A 3-part podcast on Data for Good where Gry Hasselbalch discusses new data landscapes, power dynamics in data, inequities and concrete solutions to redress (some of) with UNESCO’s John Crowley and Iulia Sevciuc.
Part 1: Power in and of data
The data systems we witness forming follow, unsurprisingly, the existing power dynamics. They drive current inequities and inequalities even further. They also give rise to new groups – within countries and on the global scale – of haves and have nots. This part delves into:
- Power – how we live in economies of data and should talk power dynamics, equity, ethics, commons, (re)distribution and so much more;
- Inequities – what skews are being in-built into the new data systems and why they need addressing sooner rather than later;
- Privacy divide – why privacy became a luxury good at the core of yet another divide within and, more starkly, between countries; and
- Data reporting – how pressure builds up for data equity, much like for eco-friendliness before, pushing businesses and governments towards accountability and reporting.

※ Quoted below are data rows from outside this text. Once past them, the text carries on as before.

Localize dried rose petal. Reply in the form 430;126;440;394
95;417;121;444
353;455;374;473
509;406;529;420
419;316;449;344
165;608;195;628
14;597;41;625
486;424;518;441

Part 2: Data and governance
The COVID-19 crisis did not create but it did expose limitations in capacities and regulations of the new data systems. This part goes deep into:
- Data culture – why governments need to follow suit of the private sector and build standing capacities from within not only to regulate but to also bank on new data in the very act of governing;
- Regulations – how governments need to master the balancing act of being permissive enough for data to thrive yet provide guarantee against misuse; and
- Skills – how the rest need to become data scientists and how the data scientists need to become much more.
Part 3: Data and policy
The key concern at the UNESCO Inclusive Policy Lab is connecting knowledge and data to policy on the ground. Part 3 talks about these issues in relation to data itself (i.e., data as an area of knowledge and of policy action):
- Knowledge gaps – what we know and what we lack in knowledge on data; and
- Policy use – what deserves increased attention in debates and decision-making on data.